How Tom Colicchio Plans To End Hunger In The U.S.

by Natasha Wolff | January 18, 2013 12:00 am

He might be known for his no-nonsense attitude as a judge on Top Chef, but Tom Colicchio has a softer side. In his new documentary film, A Place at the Table, viewers might be surprised to learn about a growing issue that faces the country today: 50 million people in the U.S.—one in four children—don’t know where their next meal is coming from. Food insecurity, as the phenomenon is referred to, is a problem that many might not be aware of, but has potentially devastating economic and health repercussions. Colicchio, who serves as executive producer on the film, talked to DuJour about his personal ties to the issue and how he hopes the film will raise awareness and help eradicate hunger in America forever.
What does food mean to you?
It’s my livelihood so it’s obviously very important [laughs].  Listen, I live comfortably and my children eat really well but I’m still not comfortable with the fact that 50 million Americans struggle to put food on the table. No matter  how good I have it, I don’t believe we have it good. And I think that our country is only as strong as its weakest citizens – not its strongest.

Lori Silverbush

How did you become involved with this film?
I’ve always been aware that there are issues of hunger in this country and my wife Lori Silverbush, [pictured left, one of the directors of the film along with Kristi Jacobson, pictured below] was mentoring a young woman who was often hungry and clearly food insecure. We tried to help the best we could, but Lori just came home one day and said, “You know what? I want to make a film about hunger,” and that was it.

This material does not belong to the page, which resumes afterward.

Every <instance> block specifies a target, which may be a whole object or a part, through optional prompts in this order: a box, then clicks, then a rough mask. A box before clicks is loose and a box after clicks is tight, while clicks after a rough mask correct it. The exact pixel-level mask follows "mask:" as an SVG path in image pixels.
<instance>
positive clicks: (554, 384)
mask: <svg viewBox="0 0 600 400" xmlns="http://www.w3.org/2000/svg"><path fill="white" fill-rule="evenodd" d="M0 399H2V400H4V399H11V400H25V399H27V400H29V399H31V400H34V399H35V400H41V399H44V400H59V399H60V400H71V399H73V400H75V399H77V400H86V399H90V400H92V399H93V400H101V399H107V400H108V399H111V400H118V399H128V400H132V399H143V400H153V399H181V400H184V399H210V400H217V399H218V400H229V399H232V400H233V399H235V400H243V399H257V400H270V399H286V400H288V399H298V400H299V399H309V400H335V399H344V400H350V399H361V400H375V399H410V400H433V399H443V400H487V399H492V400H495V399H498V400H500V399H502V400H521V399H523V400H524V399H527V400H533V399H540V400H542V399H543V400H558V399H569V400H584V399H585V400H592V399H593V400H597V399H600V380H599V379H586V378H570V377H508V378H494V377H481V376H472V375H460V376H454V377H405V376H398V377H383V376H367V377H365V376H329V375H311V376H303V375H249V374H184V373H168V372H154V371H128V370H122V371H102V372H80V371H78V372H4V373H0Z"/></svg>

School cafeterias feature prominently in the film. How did your own cafeteria experience shape your career?
There’s a great scene in the film when Miss Cherry [a school teacher in Mississippi who brings fruits into the classroom to teach her students about the benefits of healthy food since many don’t have access to fruits or vegetables in their communities] is teaching. She took it upon herself and said, “I’m going to go and teach this.” It’s really great. My mother managed the school cafeteria where I went to school, and when it came time for her to retire she said, “I’m not ready because I know a lot of the kids who are coming into my lunchroom for breakfast and lunch. This is the only meal they’re getting all day, and I want to make sure they’re getting something that’s healthy.” That just floored me, because I never thought about what my mother did in terms of taking care of people in a school cafeteria.

Kristi Jacobson

Hunger and malnutrition can have severe health issues. What are some of the repercussions of letting this go untreated?
If you look at it in terms of being fiscally responsible, I think it’s important that we feed people healthy food. Right now it costs us $113 billion a year in health care costs associated with things like obesity and heart disease, which  are associated with hunger and malnutrition. The total cost to the economy is $167 billion per year when you factor in loss of productivity and things like that. So it actually makes sense to spend $40 billion a year to fix a $167 billion problem.
What is one thing that viewers can do to help solve the issue?
Engage politically. As Congressman Jim McGovern points out in the film, hunger is a political condition. I was with Marion Nestle (a leader in nutrition policy) about a month or so ago. When she is on the Hill lobbying and she mentions the food movement, they laugh at her. They say, “Well, no one is coming here and talking about it; therefore it doesn’t exist.” But the idea that an individual doesn’t have a role in government is a falsehood, so it’s important to engage politically. Call your representative or senator, and let them know that these particular issues are very important.